Kaposi's sarcoma-associated herpesvirus (KSHV) is the most recently identified
human herpesvirus and is the causative agent of not only Kaposi's sarcoma but also
B-cell primary effusion lymphomas and some forms of multicentric Castleman's
disease. During latency, translation of viral open reading frames is tightly regulated.
Only two transcripts, encoding ORFs 71-73 (LANA, vCyclin and vFLIP), are truly
type 1; that is, there is no increase in the rate of their transcription after the induction
of lytic replication. Both transcripts are transcribed from a common start point and
are subsequently spliced to produce a tricistronic transcript, encoding ORFs 71-73,
and a bicistronic transcript encoding ORFs 71 and 72 (vFLIP and vCyclin).
Translation of ORF 71, vFLIP, has been shown to be mediated via an internal
ribosome entry site (IRES) contained within the upstream vCyclin coding sequence.
This is the first example of cap-independent translation in a DNA virus. vFLIP has
been demonstrated to have anti-apoptotic activity and is also capable of activating
the cellular transcription factor NF-kB.
In this thesis the contribution of vFLIP toward viral pathogenesis has been
investigated through the construction and use of recombinant murine
gammaheipesviruses (MHV-76).
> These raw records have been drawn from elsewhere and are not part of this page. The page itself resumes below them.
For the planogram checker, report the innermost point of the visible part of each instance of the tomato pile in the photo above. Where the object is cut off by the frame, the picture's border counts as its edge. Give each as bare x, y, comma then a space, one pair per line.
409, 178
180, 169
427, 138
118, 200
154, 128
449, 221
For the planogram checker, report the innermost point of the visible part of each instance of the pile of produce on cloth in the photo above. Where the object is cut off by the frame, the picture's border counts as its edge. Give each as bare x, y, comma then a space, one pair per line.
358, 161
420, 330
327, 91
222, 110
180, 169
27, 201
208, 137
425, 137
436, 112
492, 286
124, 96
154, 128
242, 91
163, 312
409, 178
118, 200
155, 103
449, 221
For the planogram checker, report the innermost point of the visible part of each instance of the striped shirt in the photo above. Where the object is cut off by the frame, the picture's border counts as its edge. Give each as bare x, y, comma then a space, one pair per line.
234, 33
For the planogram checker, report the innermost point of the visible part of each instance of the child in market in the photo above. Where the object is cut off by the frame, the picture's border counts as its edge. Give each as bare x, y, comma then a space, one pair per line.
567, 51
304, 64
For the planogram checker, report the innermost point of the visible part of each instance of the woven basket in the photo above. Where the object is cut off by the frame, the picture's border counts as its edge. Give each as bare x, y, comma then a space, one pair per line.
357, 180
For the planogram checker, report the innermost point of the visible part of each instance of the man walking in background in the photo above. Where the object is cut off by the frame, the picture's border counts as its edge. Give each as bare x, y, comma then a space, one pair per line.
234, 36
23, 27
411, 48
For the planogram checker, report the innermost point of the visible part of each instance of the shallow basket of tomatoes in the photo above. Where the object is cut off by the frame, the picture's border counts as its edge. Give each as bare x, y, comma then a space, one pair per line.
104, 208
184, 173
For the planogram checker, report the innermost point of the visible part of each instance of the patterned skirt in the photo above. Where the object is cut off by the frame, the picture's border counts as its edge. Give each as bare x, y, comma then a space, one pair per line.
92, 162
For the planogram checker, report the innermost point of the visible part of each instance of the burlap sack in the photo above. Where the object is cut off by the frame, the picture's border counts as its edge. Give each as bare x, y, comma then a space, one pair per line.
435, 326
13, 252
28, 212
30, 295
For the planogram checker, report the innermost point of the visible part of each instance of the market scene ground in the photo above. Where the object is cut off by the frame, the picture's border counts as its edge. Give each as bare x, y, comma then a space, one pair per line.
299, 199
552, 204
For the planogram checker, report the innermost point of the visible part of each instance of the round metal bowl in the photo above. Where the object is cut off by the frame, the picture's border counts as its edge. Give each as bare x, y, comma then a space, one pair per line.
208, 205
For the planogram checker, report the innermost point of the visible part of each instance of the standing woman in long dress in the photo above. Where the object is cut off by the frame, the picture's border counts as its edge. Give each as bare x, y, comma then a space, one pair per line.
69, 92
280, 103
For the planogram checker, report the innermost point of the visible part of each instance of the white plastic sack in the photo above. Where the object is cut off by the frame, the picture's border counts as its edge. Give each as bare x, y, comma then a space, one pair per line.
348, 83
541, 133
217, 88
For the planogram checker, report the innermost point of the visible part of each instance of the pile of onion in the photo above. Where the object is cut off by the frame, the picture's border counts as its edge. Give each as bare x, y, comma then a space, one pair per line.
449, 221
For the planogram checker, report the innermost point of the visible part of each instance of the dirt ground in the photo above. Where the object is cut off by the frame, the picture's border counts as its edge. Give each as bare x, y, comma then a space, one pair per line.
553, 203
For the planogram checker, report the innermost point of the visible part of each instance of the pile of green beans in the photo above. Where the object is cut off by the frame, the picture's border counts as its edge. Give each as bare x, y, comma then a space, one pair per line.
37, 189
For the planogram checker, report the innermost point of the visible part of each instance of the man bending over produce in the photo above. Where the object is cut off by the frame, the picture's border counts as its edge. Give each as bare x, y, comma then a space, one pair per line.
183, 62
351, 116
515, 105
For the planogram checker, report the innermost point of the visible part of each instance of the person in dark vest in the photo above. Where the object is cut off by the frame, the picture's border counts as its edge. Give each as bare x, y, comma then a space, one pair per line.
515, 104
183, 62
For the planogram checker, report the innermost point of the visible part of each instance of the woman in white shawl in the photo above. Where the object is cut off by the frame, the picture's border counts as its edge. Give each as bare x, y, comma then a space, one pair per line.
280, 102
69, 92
KSHV vFLIP under the control of either the
Cytomegalovirus immediate early (CMV-IE) or the murine phosphoglycerol kinase
(PGK) promoter, together with enhanced green fluorescent protein (EGFP) and a
hygromycin resistance marker, has been inserted into the left-hand end of the MHV76 genome to produce recombinant viruses that have been used for in vivo and in
vitro studies. All recombinant viruses display similar in vitro growth kinetics to
wild-type MHV-76 during infection of BHK cells. Intranasal infection of Balb/c mice with the CMV vFLIP viruses resulted in a 2 fold greater infectious virus titre in
the lungs, at day 5, compared with the control and wild-type MHV-76 viruses.
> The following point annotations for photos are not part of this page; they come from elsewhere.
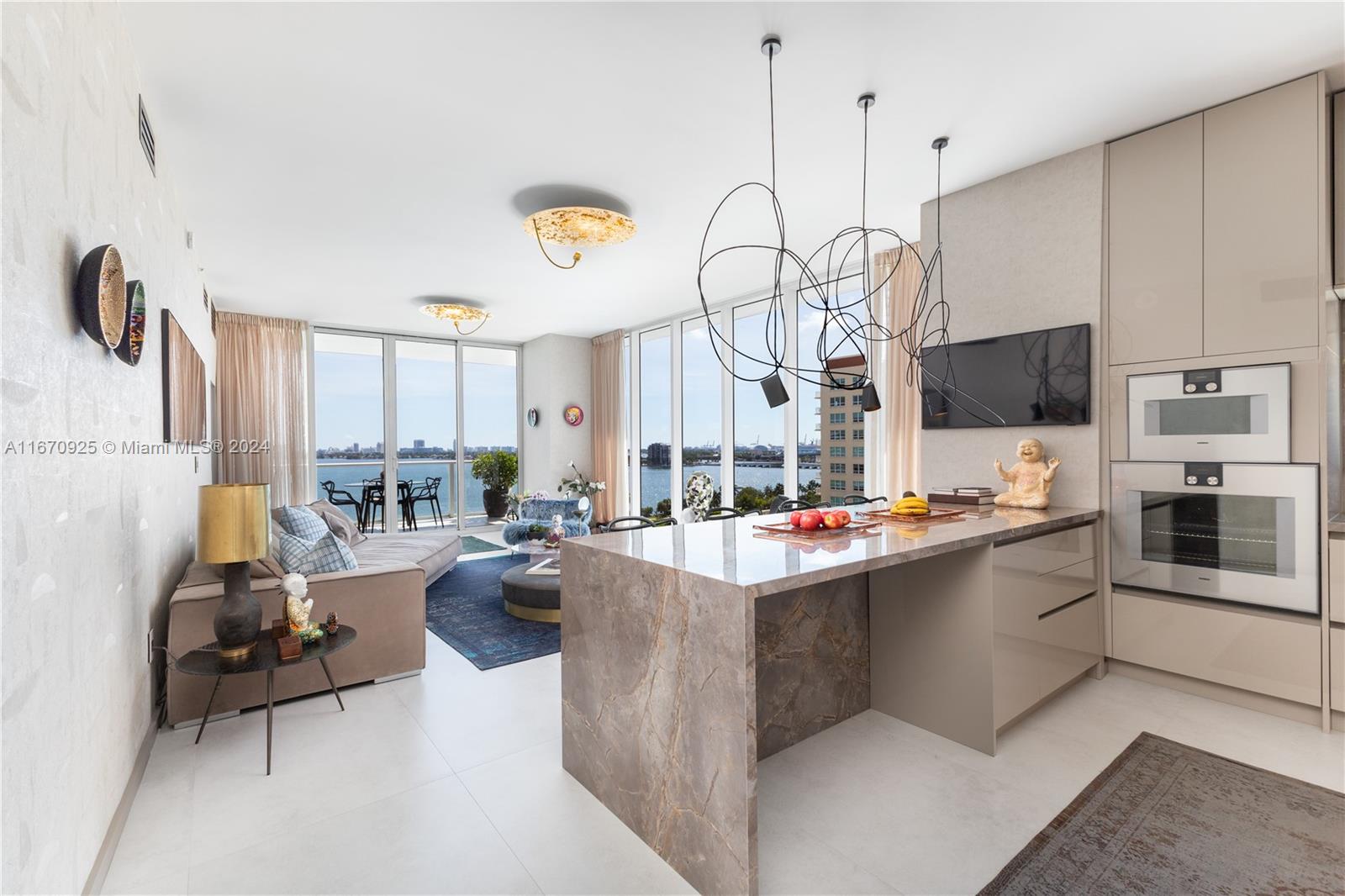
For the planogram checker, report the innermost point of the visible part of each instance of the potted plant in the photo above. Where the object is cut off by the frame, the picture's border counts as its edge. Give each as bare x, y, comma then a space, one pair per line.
497, 472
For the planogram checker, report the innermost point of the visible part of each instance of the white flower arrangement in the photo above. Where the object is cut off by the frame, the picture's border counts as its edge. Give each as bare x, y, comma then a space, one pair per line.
580, 485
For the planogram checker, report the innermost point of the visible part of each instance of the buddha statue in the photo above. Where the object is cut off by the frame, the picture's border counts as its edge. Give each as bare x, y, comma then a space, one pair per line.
1029, 479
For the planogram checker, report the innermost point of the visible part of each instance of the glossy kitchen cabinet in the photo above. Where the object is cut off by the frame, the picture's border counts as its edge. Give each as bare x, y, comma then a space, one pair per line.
1261, 219
1154, 266
1266, 653
1047, 618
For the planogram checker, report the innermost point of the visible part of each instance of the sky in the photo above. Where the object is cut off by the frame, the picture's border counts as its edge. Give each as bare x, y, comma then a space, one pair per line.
350, 398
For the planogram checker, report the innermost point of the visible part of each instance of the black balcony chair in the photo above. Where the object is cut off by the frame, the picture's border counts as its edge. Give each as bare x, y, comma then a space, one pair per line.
343, 498
430, 494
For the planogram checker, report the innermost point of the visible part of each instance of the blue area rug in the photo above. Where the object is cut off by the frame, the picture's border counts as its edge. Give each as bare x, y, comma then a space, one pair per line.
467, 611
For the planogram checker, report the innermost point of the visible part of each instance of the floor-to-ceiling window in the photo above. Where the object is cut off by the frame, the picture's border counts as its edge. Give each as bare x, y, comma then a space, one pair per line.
490, 421
447, 403
703, 405
759, 430
427, 428
656, 486
349, 420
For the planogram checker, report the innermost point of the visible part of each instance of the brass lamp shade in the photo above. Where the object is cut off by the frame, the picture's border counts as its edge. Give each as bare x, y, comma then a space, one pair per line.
233, 524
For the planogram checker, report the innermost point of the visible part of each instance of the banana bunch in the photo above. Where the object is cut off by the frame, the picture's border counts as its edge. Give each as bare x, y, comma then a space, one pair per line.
911, 506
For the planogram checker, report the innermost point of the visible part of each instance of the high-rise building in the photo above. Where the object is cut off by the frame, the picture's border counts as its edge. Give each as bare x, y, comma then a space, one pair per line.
841, 432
However, this enhanced viral replication was not observed following infection with
the PGK vFLIP viruses. In all cases the vFLIP expressing and control viruses
displayed a decreased establishment of splenic latency. The influence of vFLIP on
viral replication in an in vitro system has been investigated through the infection of
NSO cells, a murine myeloma cell line. These data indicate that the expression of
vFLIP, in the context of a herpesvirus infection, increases the initial establishment of
latently infected pool of cells, by up to 3-fold at day 8 post infection. The
correlation of this process with the activation of NF-kB has been investigated.
A number of techniques have been applied to investigate the nature of any IRES
interacting factors (ITAFs) necessary for translation of vFLIP from the KSHV IRES.
Through the use of an in vitro pull-down assay it has been possible to demonstrate
that a known ITAF, poly-pyrimidine tract binding protein (PTB), can associate with
the KSHV IRES. Electrophoretic mobility shift assays indicate that additional
cellular proteins interact with the IRES sequence and investigations indicate that one
of these may be the translation initiation factor eIF4G.